Description
This NER model was trained over the MIT Movie Corpus simple queries dataset to detect movie trivia. We used DistilBertEmbeddings (distilbert_base_cased) model for the embeddings to train this NER model.
Predicted Entities
- ACTOR
- CHARACTER
- DIRECTOR
- GENRE
- PLOT
- RATING
- RATINGS_AVERAGE
- REVIEW
- SONG
- TITLE
- TRAILER
- YEAR
How to use
document_assembler = DocumentAssembler() \
.setInputCol('text') \
.setOutputCol('document')
tokenizer = Tokenizer() \
.setInputCols(['document']) \
.setOutputCol('token')
embeddings = DistilBertEmbeddings\
.pretrained('distilbert_base_cased', 'en')\
.setInputCols(["token", "document"])\
.setOutputCol("embeddings")
ner_model = NerDLModel.pretrained('ner_mit_movie_simple_distilbert_base_cased', 'en') \
.setInputCols(['document', 'token', 'embeddings']) \
.setOutputCol('ner')
ner_converter = NerConverter() \
.setInputCols(['document', 'token', 'ner']) \
.setOutputCol('entities')
pipeline = Pipeline(stages=[
document_assembler,
tokenizer,
embeddings,
ner_model,
ner_converter
])
example = spark.createDataFrame(pd.DataFrame({'text': ['My name is John!']}))
result = pipeline.fit(example).transform(example)
val document_assembler = DocumentAssembler()
.setInputCol("text")
.setOutputCol("document")
val tokenizer = Tokenizer()
.setInputCols("document")
.setOutputCol("token")
val embeddings = DistilBertEmbeddings.pretrained("distilbert_base_cased", "en")

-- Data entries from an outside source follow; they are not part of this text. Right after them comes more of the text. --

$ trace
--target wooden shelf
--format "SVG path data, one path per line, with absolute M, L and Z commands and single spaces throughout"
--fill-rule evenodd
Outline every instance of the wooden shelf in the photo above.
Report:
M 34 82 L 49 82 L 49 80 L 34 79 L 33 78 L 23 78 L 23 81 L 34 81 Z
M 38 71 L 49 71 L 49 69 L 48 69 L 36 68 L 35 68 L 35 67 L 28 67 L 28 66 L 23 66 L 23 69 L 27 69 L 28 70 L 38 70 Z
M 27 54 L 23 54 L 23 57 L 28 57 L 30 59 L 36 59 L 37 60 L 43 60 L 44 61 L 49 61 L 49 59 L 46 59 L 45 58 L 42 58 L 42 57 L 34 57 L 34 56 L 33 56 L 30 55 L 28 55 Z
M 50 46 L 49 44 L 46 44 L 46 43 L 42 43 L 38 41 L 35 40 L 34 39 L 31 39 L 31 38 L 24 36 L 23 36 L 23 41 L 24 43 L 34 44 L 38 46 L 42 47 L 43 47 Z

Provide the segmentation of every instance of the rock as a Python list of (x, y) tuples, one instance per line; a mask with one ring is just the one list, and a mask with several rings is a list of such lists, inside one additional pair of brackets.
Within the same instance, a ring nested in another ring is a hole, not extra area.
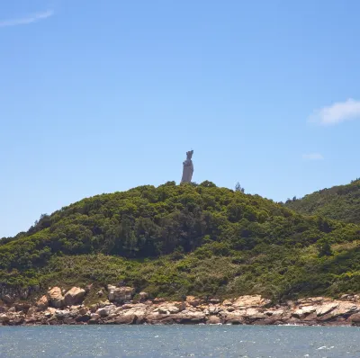
[(115, 302), (123, 302), (132, 299), (135, 289), (132, 287), (114, 287), (108, 285), (109, 300)]
[(45, 310), (49, 307), (49, 300), (48, 297), (43, 295), (39, 299), (39, 300), (36, 302), (36, 306), (39, 308), (40, 310)]
[(221, 323), (220, 319), (217, 316), (210, 316), (209, 318), (207, 319), (206, 323), (208, 325), (219, 325)]
[(106, 324), (131, 325), (136, 320), (135, 315), (119, 315), (112, 319), (106, 320)]
[(220, 310), (220, 308), (218, 306), (209, 306), (208, 311), (210, 315), (217, 315)]
[(152, 300), (153, 303), (155, 303), (156, 305), (159, 304), (159, 303), (164, 303), (165, 300), (164, 299), (160, 299), (160, 298), (156, 298)]
[(4, 324), (4, 323), (7, 323), (9, 321), (10, 321), (10, 318), (4, 313), (0, 315), (0, 322), (1, 323)]
[(186, 296), (186, 302), (193, 307), (200, 305), (200, 300), (195, 299), (194, 296)]
[(35, 307), (31, 307), (29, 309), (28, 309), (28, 311), (26, 312), (26, 315), (27, 316), (32, 316), (32, 315), (34, 315), (35, 314), (35, 312), (36, 312), (36, 308)]
[(15, 309), (16, 311), (22, 311), (23, 313), (28, 313), (29, 309), (31, 308), (31, 304), (29, 302), (21, 302), (15, 303)]
[(241, 296), (232, 304), (237, 309), (262, 307), (270, 302), (270, 300), (265, 300), (260, 295)]
[(88, 320), (87, 323), (90, 325), (97, 324), (99, 323), (100, 318), (101, 318), (100, 315), (98, 315), (97, 313), (92, 313), (90, 315), (90, 319)]
[(75, 320), (76, 322), (88, 322), (91, 319), (91, 316), (89, 313), (86, 313), (85, 315), (77, 316)]
[(66, 317), (63, 320), (65, 325), (75, 325), (76, 321), (71, 317)]
[(67, 306), (81, 303), (84, 300), (86, 291), (78, 287), (73, 287), (71, 290), (65, 293), (65, 304)]
[(61, 310), (61, 309), (57, 309), (55, 312), (55, 317), (58, 319), (64, 319), (68, 318), (70, 317), (70, 312), (68, 310)]
[(178, 313), (180, 311), (180, 309), (176, 306), (171, 304), (166, 306), (160, 306), (158, 309), (156, 309), (156, 310), (158, 310), (158, 313), (164, 315), (171, 315)]
[(333, 310), (334, 309), (336, 309), (337, 307), (338, 307), (338, 303), (335, 303), (335, 302), (319, 306), (316, 309), (316, 314), (318, 316), (325, 315), (325, 314), (330, 312), (331, 310)]
[(185, 309), (176, 315), (171, 315), (176, 323), (202, 323), (205, 321), (205, 315), (202, 312)]
[(96, 294), (97, 294), (97, 296), (99, 296), (99, 297), (103, 297), (103, 296), (104, 296), (104, 291), (103, 291), (103, 290), (98, 291), (96, 292)]
[(232, 306), (232, 300), (225, 300), (222, 302), (222, 306), (228, 307), (228, 306)]
[(106, 317), (109, 316), (110, 314), (113, 313), (113, 311), (116, 309), (116, 306), (114, 305), (110, 305), (110, 306), (105, 306), (102, 309), (99, 309), (96, 313), (100, 316), (100, 317)]
[(7, 304), (12, 304), (15, 300), (15, 298), (10, 295), (4, 295), (1, 299)]
[(56, 309), (61, 309), (64, 306), (65, 300), (59, 287), (53, 287), (48, 292), (50, 303)]
[(87, 307), (82, 307), (79, 309), (78, 313), (79, 315), (86, 315), (89, 312), (89, 309)]
[(317, 318), (318, 318), (318, 316), (316, 315), (316, 313), (311, 312), (308, 316), (306, 316), (304, 318), (302, 318), (302, 320), (305, 322), (316, 321)]
[(140, 297), (140, 300), (147, 300), (148, 299), (148, 292), (140, 292), (139, 293), (139, 296)]
[(218, 305), (220, 302), (218, 299), (211, 299), (209, 300), (209, 303), (212, 303), (213, 305)]
[(226, 313), (221, 316), (223, 321), (228, 324), (243, 325), (245, 323), (244, 315), (239, 312)]
[(355, 313), (349, 318), (349, 321), (355, 326), (360, 326), (360, 313)]
[(99, 309), (99, 305), (94, 303), (89, 307), (90, 312), (95, 313), (97, 309)]
[(338, 316), (349, 316), (352, 313), (356, 313), (358, 312), (360, 309), (359, 308), (354, 304), (354, 303), (350, 303), (350, 302), (340, 302), (338, 306), (338, 308), (336, 308), (334, 310), (331, 311), (331, 316), (332, 317), (338, 317)]
[(296, 309), (294, 312), (292, 312), (292, 317), (296, 318), (301, 318), (303, 316), (304, 312), (302, 309)]
[(315, 312), (316, 307), (315, 306), (302, 306), (302, 310), (305, 315), (307, 315), (309, 313)]

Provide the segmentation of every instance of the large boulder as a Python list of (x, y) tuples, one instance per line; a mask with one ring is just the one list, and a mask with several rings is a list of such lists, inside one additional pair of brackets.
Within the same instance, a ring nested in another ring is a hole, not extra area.
[(67, 306), (72, 306), (76, 303), (82, 303), (86, 293), (86, 291), (84, 289), (73, 287), (65, 293), (65, 304)]
[(251, 307), (262, 307), (270, 302), (270, 300), (263, 299), (260, 295), (241, 296), (233, 302), (232, 306), (237, 309), (248, 309)]
[(15, 298), (10, 294), (4, 295), (1, 299), (7, 304), (12, 304), (15, 300)]
[(39, 299), (39, 300), (36, 302), (36, 306), (39, 308), (40, 310), (45, 310), (49, 307), (49, 300), (46, 295), (43, 295)]
[(133, 287), (115, 287), (109, 284), (107, 290), (109, 291), (109, 300), (112, 302), (130, 300), (135, 294)]
[(53, 287), (50, 289), (48, 292), (48, 296), (51, 306), (56, 309), (61, 309), (64, 306), (65, 299), (59, 287)]
[(338, 303), (336, 302), (332, 302), (332, 303), (327, 303), (321, 306), (319, 306), (316, 309), (316, 314), (318, 316), (323, 316), (326, 315), (327, 313), (332, 311), (333, 309), (335, 309), (338, 307)]
[(348, 319), (352, 325), (360, 326), (360, 313), (355, 313)]

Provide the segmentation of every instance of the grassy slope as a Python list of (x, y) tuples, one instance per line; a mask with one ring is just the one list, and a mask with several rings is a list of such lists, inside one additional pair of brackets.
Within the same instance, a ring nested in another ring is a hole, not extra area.
[(360, 180), (315, 192), (285, 205), (303, 214), (360, 224)]
[[(4, 285), (124, 281), (152, 296), (274, 300), (360, 291), (360, 228), (211, 183), (85, 199), (0, 245)], [(333, 255), (320, 257), (327, 240)]]

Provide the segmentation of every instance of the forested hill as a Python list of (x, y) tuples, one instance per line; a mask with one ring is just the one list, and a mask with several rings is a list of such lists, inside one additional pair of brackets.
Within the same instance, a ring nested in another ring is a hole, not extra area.
[(289, 200), (286, 207), (303, 214), (360, 224), (360, 180), (347, 185), (323, 189), (302, 199)]
[(211, 182), (169, 182), (85, 199), (3, 239), (0, 286), (124, 282), (167, 298), (335, 295), (360, 290), (359, 241), (354, 224)]

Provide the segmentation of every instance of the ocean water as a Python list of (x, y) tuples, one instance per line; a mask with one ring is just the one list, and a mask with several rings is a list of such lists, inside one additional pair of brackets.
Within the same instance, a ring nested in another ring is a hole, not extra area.
[(0, 357), (360, 358), (360, 328), (225, 325), (0, 327)]

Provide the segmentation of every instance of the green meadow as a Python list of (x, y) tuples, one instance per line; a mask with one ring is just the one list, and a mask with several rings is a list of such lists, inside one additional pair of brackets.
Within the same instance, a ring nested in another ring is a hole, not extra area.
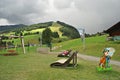
[(0, 80), (120, 80), (120, 67), (98, 72), (97, 62), (78, 58), (77, 67), (51, 68), (57, 54), (37, 53), (31, 47), (26, 54), (0, 56)]
[(85, 43), (81, 39), (74, 39), (70, 41), (65, 41), (59, 44), (54, 44), (54, 46), (62, 46), (57, 50), (77, 50), (81, 54), (87, 54), (92, 56), (100, 57), (102, 56), (102, 51), (106, 47), (115, 48), (116, 52), (114, 53), (112, 59), (120, 61), (120, 41), (107, 41), (107, 35), (104, 36), (95, 36), (85, 39)]
[[(25, 41), (37, 39), (38, 35), (26, 36)], [(18, 55), (0, 55), (0, 80), (120, 80), (120, 67), (112, 65), (111, 71), (97, 71), (99, 62), (78, 58), (77, 67), (51, 68), (50, 64), (61, 59), (54, 52), (61, 50), (77, 50), (81, 54), (100, 57), (105, 47), (113, 47), (116, 52), (112, 59), (120, 61), (119, 42), (106, 41), (106, 36), (89, 37), (85, 39), (85, 48), (81, 39), (54, 43), (58, 47), (53, 53), (38, 53), (36, 47), (26, 47), (26, 54), (17, 48)], [(16, 43), (19, 40), (15, 40)], [(19, 42), (18, 42), (19, 43)], [(60, 47), (61, 46), (61, 47)], [(0, 54), (4, 51), (0, 52)]]

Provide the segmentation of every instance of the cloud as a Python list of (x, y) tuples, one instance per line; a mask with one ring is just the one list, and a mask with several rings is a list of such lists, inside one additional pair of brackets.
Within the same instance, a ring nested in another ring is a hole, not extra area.
[(54, 6), (58, 9), (69, 8), (73, 0), (54, 0)]
[(45, 14), (47, 0), (2, 0), (0, 3), (0, 18), (9, 23), (31, 23), (33, 18)]

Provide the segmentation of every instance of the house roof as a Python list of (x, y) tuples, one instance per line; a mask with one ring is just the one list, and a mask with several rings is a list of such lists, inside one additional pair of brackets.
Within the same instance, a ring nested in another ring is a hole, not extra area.
[(112, 27), (110, 27), (108, 30), (106, 30), (106, 33), (111, 33), (111, 32), (115, 32), (115, 31), (120, 31), (120, 21), (113, 25)]

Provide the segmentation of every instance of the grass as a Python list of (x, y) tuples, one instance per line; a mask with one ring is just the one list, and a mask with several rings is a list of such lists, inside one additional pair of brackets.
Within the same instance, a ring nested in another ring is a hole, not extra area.
[(18, 56), (0, 56), (0, 80), (120, 80), (120, 67), (98, 72), (98, 63), (78, 59), (76, 68), (51, 68), (50, 64), (60, 59), (57, 54), (31, 49)]
[(120, 61), (120, 43), (113, 41), (106, 41), (106, 35), (96, 36), (85, 39), (85, 49), (83, 49), (83, 44), (81, 39), (74, 39), (70, 41), (65, 41), (62, 43), (54, 44), (54, 46), (62, 46), (58, 50), (78, 50), (82, 54), (92, 55), (100, 57), (102, 56), (102, 51), (106, 47), (115, 48), (116, 52), (113, 55), (112, 59)]

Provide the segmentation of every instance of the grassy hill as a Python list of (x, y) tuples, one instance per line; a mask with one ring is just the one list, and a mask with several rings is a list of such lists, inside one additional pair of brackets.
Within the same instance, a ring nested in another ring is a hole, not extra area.
[(96, 62), (78, 59), (75, 68), (51, 68), (58, 59), (54, 53), (36, 53), (36, 48), (17, 56), (0, 56), (0, 80), (120, 80), (119, 66), (98, 72)]
[(102, 51), (106, 47), (115, 48), (116, 52), (112, 59), (120, 61), (120, 42), (106, 41), (107, 35), (89, 37), (85, 39), (85, 49), (83, 49), (83, 44), (81, 39), (74, 39), (70, 41), (65, 41), (62, 43), (57, 43), (54, 46), (62, 46), (58, 50), (78, 50), (82, 54), (92, 55), (92, 56), (102, 56)]

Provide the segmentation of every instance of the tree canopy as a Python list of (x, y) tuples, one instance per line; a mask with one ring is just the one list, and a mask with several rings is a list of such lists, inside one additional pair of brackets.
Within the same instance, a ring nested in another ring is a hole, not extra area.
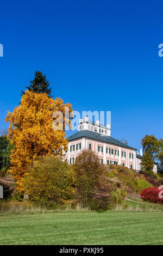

.setInputCols("document", "token")
.setOutputCol("embeddings")
val ner_model = NerDLModel.pretrained("ner_mit_movie_simple_distilbert_base_cased", "en")
.setInputCols("document"', "token", "embeddings")
.setOutputCol("ner")
val ner_converter = NerConverter()
.setInputCols("document", "token", "ner")
.setOutputCol("entities")
val pipeline = new Pipeline().setStages(Array(document_assembler, tokenizer, embeddings, ner_model, ner_converter))
val result = pipeline.fit(Seq.empty["My name is John!"].toDS.toDF("text")).transform(data)
import nlu
text = ["My name is John!"]
ner_df = nlu.load('en.ner. ner_mit_movie_simple_distilbert_base_cased').predict(text, output_level='token')
Model Information
Model Name: | ner_mit_movie_simple_distilbert_base_cased |
Type: | ner |
Compatibility: | Spark NLP 3.1.3+ |
License: | Open Source |
Edition: | Official |
Input Labels: | [sentence, token, embeddings] |
Output Labels: | [ner] |
Language: | en |
Data Source
https://groups.csail.mit.edu/sls/downloads/movie/
Benchmarking
processed 24686 tokens with 5339 phrases; found: 5331 phrases; correct: 4677.
accuracy: 87.88%; (non-O)
accuracy: 93.74%; precision: 87.73%; recall: 87.60%; FB1: 87.67
ACTOR: precision: 88.34%; recall: 95.20%; FB1: 91.64 875
CHARACTER: precision: 64.56%; recall: 56.67%; FB1: 60.36 79
DIRECTOR: precision: 93.00%; recall: 84.43%; FB1: 88.51 414
GENRE: precision: 91.04%; recall: 94.63%; FB1: 92.80 1161
PLOT: precision: 70.86%; recall: 72.30%; FB1: 71.57 501
RATING: precision: 93.16%; recall: 92.60%; FB1: 92.88 497
RATINGS_AVERAGE: precision: 83.94%; recall: 86.92%; FB1: 85.40 467
REVIEW: precision: 47.06%; recall: 14.29%; FB1: 21.92 17
SONG: precision: 76.32%; recall: 53.70%; FB1: 63.04 38
TITLE: precision: 84.60%; recall: 83.10%; FB1: 83.84 552
TRAILER: precision: 83.87%; recall: 86.67%; FB1: 85.25 31
YEAR: precision: 95.99%; recall: 93.19%; FB1: 94.57 699